This project uses Python to analyze a customer dataset from a mall.
The dataset includes the following columns:
Metric | Key Takeaway |
---|---|
Age | The customer base is dominated by Young Adults (25-40), with a secondary, smaller segment of middle-aged customers (45-55). |
Annual Income (k$) | The majority of customers fall into a mid-income bracket ($50k to $80k). |
Spending Score (1-100) | Most customers exhibit an average spending pattern, clustering between 40 and 70. |
The data indicates a customer base primarily composed of mid-income young adults with average spending habits. This pattern suggests the need for customer segmentation to identify outliers and higher-value groups.
![]() |
![]() |
![]() |
![]() |
The comparative analysis by gender highlights key differences across the customer base.
Visualization | Key Finding | Interpretation |
---|---|---|
Gender Pie Chart | The customer base is majority Female (56%) compared to Male (44%). | Any communication or marketing effort will naturally reach more female customers. |
Age by Gender (KDE) | Female customers are significantly younger, with the peak density around age 30. Male customers have a broader, flatter age distribution. | Young adult females (ages 25-40) represent a highly concentrated segment. |
Income by Gender (KDE) | Annual Income distributions are nearly identical for both genders, centering in the mid-income range ($60k - $70k). | Income level is not a differentiator between the male and female segments. |
Spending Score by Gender (KDE) | Female customers are tightly clustered in the average spending range (45-60). Male customers have a higher proportion in the low-spending range (0-40). | Female customers are more consistent, reliable spenders, whereas male customers are more likely to be low-volume purchasers. |
This scatter plot is the foundation for customer segmentation, revealing five distinct clusters based on the relationship between Annual Income and Spending Score. This structure strongly suggests that K-Means Clustering will be an effective modeling technique.
Cluster | Income Range (k$) | Spending Score (1-100) | Segmentation Profile | Business Strategy |
---|---|---|---|---|
High-Value VIP | High ($70+) | High ($75-100) | Wealthy and high-spending. | Retention & Loyalty: Focus on exclusive services and personalized offers. |
Average Market | Medium ($40-70) | Medium ($40-60) | The largest and most typical customer group. | Volume & Cross-Sell: Standard promotions and broad marketing campaigns. |
High Potential | High ($70+) | Low ($0-40) | High income but currently under-spending. | Activation: Investigate reasons for low spending and target with product recommendations. |
Budget Spender | Low ($15-40) | Low ($0-40) | Low income and low spending. | Cost Sensitivity: Focus on value deals, discounts, and clear promotions. |
Impulsive Spender | Low ($15-40) | High ($70-100) | Low income but high spending. | Risk Management: Focus on immediate sales volume, but monitor for potential churn/risk. |
Relationship | Correlation Coefficient | Interpretation |
---|---|---|
Age vs. Spending Score | -0.33 | Weak Negative Correlation. As customers get older, their spending score shows a slight tendency to decrease. |
Annual Income vs. Spending Score | +0.010 | NO Significant Linear Correlation. The near-zero value confirms that the five distinct clusters seen in the scatter plot are non-linear patterns. |
Age vs. Annual Income | -0.012 | NO Significant Linear Correlation. Age and income are independent in this dataset. |
This analysis involved three stages of K-Means clustering to robustly segment the mall customers.
The initial stages established key market structure:
Univariate (Income): Optimal K=3 for high-level income grouping.
Bivariate (Income vs.

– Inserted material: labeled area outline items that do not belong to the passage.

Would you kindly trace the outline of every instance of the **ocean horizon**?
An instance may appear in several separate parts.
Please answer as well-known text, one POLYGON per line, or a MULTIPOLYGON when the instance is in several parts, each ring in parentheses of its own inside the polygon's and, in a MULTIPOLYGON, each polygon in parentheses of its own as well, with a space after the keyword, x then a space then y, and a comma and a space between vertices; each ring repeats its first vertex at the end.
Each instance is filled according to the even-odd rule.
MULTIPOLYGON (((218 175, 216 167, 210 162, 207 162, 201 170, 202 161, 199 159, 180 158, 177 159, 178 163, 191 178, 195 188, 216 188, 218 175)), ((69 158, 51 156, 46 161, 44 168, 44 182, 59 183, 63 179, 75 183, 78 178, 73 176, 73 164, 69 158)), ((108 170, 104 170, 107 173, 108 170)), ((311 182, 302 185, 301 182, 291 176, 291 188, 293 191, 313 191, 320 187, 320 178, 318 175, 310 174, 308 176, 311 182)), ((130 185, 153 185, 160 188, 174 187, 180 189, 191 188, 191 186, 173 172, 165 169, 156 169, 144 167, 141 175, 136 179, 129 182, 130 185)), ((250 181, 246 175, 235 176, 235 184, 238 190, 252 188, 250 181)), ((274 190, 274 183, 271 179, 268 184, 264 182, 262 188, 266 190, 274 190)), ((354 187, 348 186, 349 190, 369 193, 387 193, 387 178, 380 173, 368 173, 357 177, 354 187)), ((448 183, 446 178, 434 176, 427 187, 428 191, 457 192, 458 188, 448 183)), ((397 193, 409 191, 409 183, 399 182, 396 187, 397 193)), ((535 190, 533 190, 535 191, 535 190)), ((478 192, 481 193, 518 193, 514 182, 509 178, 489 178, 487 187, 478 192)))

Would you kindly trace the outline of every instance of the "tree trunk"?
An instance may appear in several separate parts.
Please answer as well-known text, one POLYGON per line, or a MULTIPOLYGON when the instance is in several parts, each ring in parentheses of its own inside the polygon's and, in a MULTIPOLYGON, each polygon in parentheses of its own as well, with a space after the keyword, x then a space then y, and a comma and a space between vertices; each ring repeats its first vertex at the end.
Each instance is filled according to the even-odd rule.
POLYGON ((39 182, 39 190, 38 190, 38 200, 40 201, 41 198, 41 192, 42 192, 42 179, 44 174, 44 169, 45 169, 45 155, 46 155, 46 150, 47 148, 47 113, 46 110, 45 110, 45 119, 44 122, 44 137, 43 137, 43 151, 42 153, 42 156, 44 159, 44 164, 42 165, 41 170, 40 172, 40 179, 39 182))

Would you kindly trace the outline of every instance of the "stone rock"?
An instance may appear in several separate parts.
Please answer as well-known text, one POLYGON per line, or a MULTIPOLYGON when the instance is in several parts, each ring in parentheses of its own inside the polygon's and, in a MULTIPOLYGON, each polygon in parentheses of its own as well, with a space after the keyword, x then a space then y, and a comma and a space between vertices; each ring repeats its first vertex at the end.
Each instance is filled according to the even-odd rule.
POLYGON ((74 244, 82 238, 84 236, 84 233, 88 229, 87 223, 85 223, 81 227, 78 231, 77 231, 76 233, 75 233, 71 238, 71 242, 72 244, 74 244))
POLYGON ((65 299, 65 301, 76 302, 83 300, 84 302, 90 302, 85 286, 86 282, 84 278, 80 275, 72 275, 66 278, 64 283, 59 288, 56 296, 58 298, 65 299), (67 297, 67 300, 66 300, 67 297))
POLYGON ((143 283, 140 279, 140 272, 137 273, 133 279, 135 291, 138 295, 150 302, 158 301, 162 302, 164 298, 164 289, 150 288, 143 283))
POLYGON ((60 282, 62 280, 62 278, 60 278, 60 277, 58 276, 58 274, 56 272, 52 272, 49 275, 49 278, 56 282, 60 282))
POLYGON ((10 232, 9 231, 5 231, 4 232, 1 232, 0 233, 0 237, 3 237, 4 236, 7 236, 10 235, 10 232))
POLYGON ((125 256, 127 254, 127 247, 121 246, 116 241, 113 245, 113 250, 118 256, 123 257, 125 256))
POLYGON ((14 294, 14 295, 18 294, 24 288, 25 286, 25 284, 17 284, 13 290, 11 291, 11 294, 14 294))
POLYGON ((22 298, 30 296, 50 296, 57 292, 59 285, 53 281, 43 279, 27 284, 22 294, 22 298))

Spending): Optimal K=5, defining the five classic customer segments (e.g., High-Value, Careful, etc.), which is the main marketing deliverable.
![]() |
![]() |
This stage provides the most actionable and accurate model:
Prerequisite: Feature Scaling (StandardScaler) was mandatory to prevent bias from feature range differences.
Optimal K (from Elbow Plot): K=4 was determined to be the best-fitting number of segments for the full dataset (Age, Income, Spending, Gender).
Final Output: This provides the final, nuanced customer profiles for strategic decision-making.
The analysis confirms the Mall Customers dataset is highly suitable for actionable segmentation, but its value is entirely dependent on Multivariate Analysis, not simple correlation.
Low Predictability: The most critical finding is the near-zero linear correlation between Annual Income and Spending Score ($\approx 0.01$). This proves that income alone is unreliable for predicting a customer’s spending habits.
Strategic Segmentation: The analysis successfully defined two optimal segmentation models:
The organization should utilize the $K=4$ or $K=5$ clusters to immediately tailor marketing efforts, product development, and store layout to the specific needs and spending patterns of each identified customer segment.